Introduction

The objective is to develop a predictive model to forecast the manner in which an exercise was performed, identified by the “class” variable in the training dataset. The report should detail:

  1. The methodology used to build the model.

  2. The application of cross-validation techniques.

  3. The estimation of the expected out-of-sample error.

  4. A justification for all modeling decisions made.

  5. The use of the final model to predict 20 distinct test cases.

Data exploration and preparation

The following preparation of the data are done. 0. Load data

library(caret)
## Loading required package: ggplot2
## Loading required package: lattice
library(dplyr)
## 
## Attaching package: 'dplyr'
## The following objects are masked from 'package:stats':
## 
##     filter, lag
## The following objects are masked from 'package:base':
## 
##     intersect, setdiff, setequal, union
library(ggplot2)
library(lattice)

training_orig <- read.csv("pml-training.csv")
predicting_orig <- read.csv("pml-testing.csv")
  1. Remove the features, which the procentage of their values “NA” exceed threshold.
is_majority_na <- function(col, threshold = 0.7) {
  nr_prop = sum(is.na(col)) / length(col)
  if (nr_prop > threshold) {
    return(TRUE)
  } else {
    return(FALSE)
  }
}

get_cols_to_remove <- function(dataframe, threshold = 0.7) {
  result_bool <- sapply(dataframe, is_majority_na, threshold = threshold)
  cols <- names(result_bool[result_bool == TRUE])
  return(cols)
}

cols_to_remove <- get_cols_to_remove(training_orig, threshold = 0.7)

training1 <- training_orig %>%
  select(-all_of(cols_to_remove))

predicting1 <- predicting_orig %>%
  select(-all_of(cols_to_remove))
  1. Remove the features, which the procentage of their values "" exceed threshold.
get_cols_with_high_empty_string_prop <- function(dataframe, threshold = 0.7) {
  empty_prop <- colMeans(dataframe == "")
  result_bool <- empty_prop > threshold
  cols_to_remove <- names(result_bool[result_bool == TRUE])
  return(cols_to_remove)
}

cols_to_remove <- get_cols_with_high_empty_string_prop(training1, threshold = 0.7)

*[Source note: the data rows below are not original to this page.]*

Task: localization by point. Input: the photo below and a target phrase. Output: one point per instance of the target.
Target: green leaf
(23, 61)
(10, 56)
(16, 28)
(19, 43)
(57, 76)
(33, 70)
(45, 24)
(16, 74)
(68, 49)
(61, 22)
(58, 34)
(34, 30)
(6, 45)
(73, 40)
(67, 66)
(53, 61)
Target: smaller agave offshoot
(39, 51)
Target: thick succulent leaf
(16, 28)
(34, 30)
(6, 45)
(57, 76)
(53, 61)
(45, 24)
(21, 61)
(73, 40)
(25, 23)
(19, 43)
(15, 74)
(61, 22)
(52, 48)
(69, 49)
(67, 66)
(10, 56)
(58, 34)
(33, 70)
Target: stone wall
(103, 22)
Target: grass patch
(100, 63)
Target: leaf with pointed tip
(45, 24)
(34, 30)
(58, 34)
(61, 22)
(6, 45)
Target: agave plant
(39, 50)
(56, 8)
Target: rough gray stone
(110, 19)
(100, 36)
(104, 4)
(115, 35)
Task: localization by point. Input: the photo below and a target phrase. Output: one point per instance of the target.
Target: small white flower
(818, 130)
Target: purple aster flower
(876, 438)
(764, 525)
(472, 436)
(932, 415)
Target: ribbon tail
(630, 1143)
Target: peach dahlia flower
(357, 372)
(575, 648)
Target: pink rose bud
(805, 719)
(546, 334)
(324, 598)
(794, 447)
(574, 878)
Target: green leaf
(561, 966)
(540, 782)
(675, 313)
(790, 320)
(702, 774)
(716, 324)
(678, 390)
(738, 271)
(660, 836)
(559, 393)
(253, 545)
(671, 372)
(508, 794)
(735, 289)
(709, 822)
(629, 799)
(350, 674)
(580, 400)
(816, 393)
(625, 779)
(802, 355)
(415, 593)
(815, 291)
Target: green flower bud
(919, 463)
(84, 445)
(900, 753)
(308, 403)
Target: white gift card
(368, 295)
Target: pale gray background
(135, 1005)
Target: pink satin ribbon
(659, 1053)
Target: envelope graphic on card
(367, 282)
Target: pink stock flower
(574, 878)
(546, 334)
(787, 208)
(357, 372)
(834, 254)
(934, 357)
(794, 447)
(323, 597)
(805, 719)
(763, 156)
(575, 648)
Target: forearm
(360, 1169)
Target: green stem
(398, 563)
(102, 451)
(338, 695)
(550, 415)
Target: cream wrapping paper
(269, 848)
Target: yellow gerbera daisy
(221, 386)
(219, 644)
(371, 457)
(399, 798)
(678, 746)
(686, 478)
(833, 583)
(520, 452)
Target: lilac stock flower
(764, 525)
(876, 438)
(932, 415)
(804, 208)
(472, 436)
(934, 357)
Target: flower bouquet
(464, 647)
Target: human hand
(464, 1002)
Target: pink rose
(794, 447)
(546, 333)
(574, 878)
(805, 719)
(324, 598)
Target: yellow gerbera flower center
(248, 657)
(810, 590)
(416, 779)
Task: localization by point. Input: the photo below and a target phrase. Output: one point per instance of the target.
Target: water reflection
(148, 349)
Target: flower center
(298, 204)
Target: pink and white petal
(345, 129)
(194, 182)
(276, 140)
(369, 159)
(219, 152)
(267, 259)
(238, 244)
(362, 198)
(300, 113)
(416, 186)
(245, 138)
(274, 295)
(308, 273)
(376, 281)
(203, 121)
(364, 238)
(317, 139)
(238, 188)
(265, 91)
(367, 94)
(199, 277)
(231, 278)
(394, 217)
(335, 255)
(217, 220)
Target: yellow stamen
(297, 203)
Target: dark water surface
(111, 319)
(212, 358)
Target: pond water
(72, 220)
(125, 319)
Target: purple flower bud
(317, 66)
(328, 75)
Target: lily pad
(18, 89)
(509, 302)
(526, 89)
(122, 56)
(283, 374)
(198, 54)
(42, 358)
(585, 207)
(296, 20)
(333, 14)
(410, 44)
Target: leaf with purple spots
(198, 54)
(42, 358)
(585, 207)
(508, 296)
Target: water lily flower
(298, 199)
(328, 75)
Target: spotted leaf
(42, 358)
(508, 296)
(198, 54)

training2 <- training1 %>%
  select(-all_of(cols_to_remove))

predicting2 <- predicting1 %>%
  select(-all_of(cols_to_remove))
  1. manuall remove features
manual_to_remove <- c("user_name", "raw_timestamp_part_1", "raw_timestamp_part_2", "cvtd_timestamp", "X", "new_window", "num_window")
training3 <- training2 %>%
  select(-all_of(manual_to_remove))
predicting3 <- predicting2 %>%
  select(-all_of(manual_to_remove))
  1. For some missing values of the filtered features, I will assign the average value from the same feature
impute_with_mean <- function(col) {
  avg_value <- mean(col, na.rm = TRUE)
  
  col[is.na(col)] <- avg_value
  
  return(col)
}
training <- training3 %>%
  mutate_if(is.numeric, impute_with_mean)
predicting <- predicting3 %>%
  mutate_if(is.numeric, impute_with_mean)

training$classe <- as.factor(training$classe)
predicting$problem_id <- as.factor(predicting$problem_id)
  1. Divide the training set to training and testing set
inTrain = createDataPartition(training$classe, p=0.7, , list=FALSE)
training = training[ inTrain,]
testing = training[-inTrain,]

Model building

I choose decision tree based approach because of the following reasons:

  1. Classification Task: The target variable (classe) is categorical (A, B, C, D, E). The decision tree method is a classification algorithm designed to predict these categories accurately. Multivariate regression is used for continuous, numerical outcomes.

  2. High Dimensionality: The dataset has hundreds of features. The decision tree method, such as Random Forest, handles high-dimensional data robustly, naturally dealing with feature selection and overfitting.

  3. Performance: In practice, Random Forest consistently achieves higher accuracy (often near 100%) on this specific dataset compared to regression-based approaches.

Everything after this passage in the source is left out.